Mir reicht es ziemlich, in Uzgen gibt es erst Mal eine 2 l-Pepsi und dann geht es weiter auf der Bypassstrase nach Dschalalabad, die letzten Tagesstunden nutzend. Wind und Straße sind günstig, nur ein Berg muß noch überwunden werden. Viel Verkehr ist unterwegs und gerade am Berg ist der oft vogelwild, die Spur rauf hat zwei Streifen, aber trotzdem kommen Autos runter, die ganz rechts auf meiner Seite sind. Nach einer schnellen Abfahrt, der Teer ist meist gut, so daß man nicht so mit Schlaglöchern rechnen muß, geht es in der Ebene weiter, ich bekomme unten noch eine Tip für eine "Bliska" (Abkürzung) und bin nach einigen Minuten in Dschlalabad, nun noch Nachtlager suchen.

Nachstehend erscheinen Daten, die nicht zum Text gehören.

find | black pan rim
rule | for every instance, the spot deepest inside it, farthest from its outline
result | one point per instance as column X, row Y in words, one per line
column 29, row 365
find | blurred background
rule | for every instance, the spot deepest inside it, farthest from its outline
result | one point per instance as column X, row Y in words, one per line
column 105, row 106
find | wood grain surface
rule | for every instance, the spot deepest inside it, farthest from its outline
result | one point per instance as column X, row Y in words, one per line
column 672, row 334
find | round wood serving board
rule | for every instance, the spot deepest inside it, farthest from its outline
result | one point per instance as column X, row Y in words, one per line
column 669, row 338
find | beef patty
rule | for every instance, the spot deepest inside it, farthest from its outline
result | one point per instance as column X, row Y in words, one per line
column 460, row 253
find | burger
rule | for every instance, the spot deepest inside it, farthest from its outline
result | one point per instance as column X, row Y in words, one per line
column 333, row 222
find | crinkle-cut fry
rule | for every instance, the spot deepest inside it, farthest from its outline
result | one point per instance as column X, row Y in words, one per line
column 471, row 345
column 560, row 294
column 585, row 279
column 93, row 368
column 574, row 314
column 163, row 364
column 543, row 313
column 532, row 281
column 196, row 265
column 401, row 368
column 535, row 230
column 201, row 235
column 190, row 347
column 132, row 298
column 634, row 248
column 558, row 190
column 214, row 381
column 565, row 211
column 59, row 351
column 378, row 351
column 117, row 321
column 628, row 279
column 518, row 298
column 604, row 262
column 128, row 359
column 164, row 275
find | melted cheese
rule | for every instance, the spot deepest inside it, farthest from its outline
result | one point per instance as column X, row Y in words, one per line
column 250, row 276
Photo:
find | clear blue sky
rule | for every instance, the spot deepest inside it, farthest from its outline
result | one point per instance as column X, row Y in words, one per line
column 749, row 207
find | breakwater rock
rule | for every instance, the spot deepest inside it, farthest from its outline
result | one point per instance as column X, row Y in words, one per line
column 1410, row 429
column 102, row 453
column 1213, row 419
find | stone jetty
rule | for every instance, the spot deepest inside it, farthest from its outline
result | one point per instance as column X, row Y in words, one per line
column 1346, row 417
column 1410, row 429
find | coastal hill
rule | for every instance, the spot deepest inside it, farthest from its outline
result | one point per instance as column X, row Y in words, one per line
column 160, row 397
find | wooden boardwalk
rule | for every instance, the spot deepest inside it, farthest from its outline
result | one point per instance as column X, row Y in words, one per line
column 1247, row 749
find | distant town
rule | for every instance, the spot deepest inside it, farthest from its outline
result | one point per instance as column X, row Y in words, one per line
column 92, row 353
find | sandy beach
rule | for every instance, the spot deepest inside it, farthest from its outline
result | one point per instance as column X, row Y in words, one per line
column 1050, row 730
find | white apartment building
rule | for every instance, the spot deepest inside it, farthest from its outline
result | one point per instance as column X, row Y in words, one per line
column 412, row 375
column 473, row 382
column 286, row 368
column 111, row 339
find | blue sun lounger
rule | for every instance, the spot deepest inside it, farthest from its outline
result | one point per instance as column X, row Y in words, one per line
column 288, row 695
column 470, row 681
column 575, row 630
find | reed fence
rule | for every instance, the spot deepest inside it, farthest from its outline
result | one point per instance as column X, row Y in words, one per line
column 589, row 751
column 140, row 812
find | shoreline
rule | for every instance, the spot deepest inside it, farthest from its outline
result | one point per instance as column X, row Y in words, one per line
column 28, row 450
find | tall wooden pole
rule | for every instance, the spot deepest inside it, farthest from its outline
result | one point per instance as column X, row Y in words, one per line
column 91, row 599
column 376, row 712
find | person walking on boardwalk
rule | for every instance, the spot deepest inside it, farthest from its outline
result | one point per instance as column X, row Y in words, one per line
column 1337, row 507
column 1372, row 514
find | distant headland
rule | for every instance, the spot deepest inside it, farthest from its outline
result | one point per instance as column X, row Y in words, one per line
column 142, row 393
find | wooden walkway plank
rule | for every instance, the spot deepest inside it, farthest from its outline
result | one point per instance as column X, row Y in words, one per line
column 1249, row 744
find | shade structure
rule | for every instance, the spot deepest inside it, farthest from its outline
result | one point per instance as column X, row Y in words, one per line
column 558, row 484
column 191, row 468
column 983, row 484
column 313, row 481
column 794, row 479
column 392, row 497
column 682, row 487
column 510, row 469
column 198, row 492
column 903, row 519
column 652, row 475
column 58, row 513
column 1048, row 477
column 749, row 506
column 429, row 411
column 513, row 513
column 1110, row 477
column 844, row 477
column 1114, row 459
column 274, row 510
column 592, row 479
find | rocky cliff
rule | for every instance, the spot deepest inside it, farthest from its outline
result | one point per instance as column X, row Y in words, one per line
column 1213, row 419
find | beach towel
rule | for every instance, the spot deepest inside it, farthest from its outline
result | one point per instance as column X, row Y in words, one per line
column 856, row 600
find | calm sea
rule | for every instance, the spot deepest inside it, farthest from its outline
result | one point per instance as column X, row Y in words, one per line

An der Ecke Toktogul/Lenina frage ich und siehe da, in der Toktogul ist auch vom LP etwas beschrieben. Ich beisse in den sauren Apfel und akzeptiere die 450 Som, dafür gibt es gleich eine kalte Dusche, die erste seit ähm, sagen wir längerem. Da Internet schon zu ist, geht es nur noch zum schlemmen ins Restaurant. Pelmeni sind Tortellini und Schaschlik sind gut und günstig.
Nach dem Tag bin ich ziemlich geschafft und schlafe gut ein.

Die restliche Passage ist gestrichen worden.